We examined data for all participants who completed the acute phase protocol and received an ADRC diagnosis (N=153) post-intervention. We divided participants into three groups, based on diagnosis: no cognitive disorder, MCI, and dementia. To maximize statistical power, participants with all MCI subtypes were grouped together. Categorical characteristics of the groups were summarized using means and percentages, and differences across groups were tested using chi-square tests, or its exact version when appropriate. Continuous variables were summarized using means and standard deviations or medians and quartiles, and differences across groups were tested using F-test (for normally distributed data) or Kruskal-Wallis test (for non-normally distributed data). For each cognitive group, we calculated the proportion of participants who required first, second, or third step treatment to respond, and the proportion requiring concurrent benzodiazepines. These proportions were compared using chi-square tests, or Fisher’s exact test when appropriate. Length of time to response was summarized using means and standard deviations, and compared across the groups using F-test through an analysis of variance model. Using linear mixed effect modeling, we analyzed weekly HRSD-17 scores, to explore changes over time across the groups.

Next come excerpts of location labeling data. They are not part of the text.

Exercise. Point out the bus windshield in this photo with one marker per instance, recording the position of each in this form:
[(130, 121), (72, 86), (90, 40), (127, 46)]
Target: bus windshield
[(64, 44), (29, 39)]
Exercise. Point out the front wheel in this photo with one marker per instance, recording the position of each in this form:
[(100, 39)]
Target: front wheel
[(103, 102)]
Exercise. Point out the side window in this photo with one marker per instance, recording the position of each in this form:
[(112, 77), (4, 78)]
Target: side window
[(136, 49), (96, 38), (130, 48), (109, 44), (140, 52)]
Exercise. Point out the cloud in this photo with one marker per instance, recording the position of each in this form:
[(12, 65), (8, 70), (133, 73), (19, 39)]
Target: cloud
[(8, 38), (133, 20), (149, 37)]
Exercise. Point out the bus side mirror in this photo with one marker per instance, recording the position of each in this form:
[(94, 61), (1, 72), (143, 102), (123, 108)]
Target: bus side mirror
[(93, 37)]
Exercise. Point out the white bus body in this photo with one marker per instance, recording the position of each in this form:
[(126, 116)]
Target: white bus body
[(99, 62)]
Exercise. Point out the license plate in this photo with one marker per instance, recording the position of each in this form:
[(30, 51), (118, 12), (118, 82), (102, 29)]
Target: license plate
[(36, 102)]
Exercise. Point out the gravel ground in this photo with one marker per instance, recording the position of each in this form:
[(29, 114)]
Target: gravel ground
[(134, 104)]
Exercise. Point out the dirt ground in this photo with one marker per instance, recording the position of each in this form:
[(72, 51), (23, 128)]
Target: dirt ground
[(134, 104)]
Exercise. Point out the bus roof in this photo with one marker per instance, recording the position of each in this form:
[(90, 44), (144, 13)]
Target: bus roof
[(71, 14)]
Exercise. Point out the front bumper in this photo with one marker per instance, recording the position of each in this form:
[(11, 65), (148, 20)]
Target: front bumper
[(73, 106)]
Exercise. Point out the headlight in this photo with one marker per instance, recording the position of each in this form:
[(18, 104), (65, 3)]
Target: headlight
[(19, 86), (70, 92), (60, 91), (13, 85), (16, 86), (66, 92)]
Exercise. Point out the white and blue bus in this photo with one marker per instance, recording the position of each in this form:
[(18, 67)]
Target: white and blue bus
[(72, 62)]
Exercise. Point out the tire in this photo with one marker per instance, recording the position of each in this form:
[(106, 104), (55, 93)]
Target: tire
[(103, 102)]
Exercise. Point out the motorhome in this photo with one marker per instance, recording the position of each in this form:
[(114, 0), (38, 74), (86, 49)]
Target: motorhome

Next, we built a multivariable ordinal logistic regression model, using backward elimination method, to control for variables (such as baseline demographic factors) that might explain the relationship between cognitive status and level of treatment required to respond; the outcome of the logistic regression model was defined as the level of treatment required to achieve response. Candidate variables were chosen through univariable analyses, and predictors with p < 0.25 were considered for entry into the multivariable model. Variables with higher p-values were sequentially eliminated, until all variables reached a significance cut-off of 0.05. At this point, interactions between predictors were included, one at a time, and tested for significance.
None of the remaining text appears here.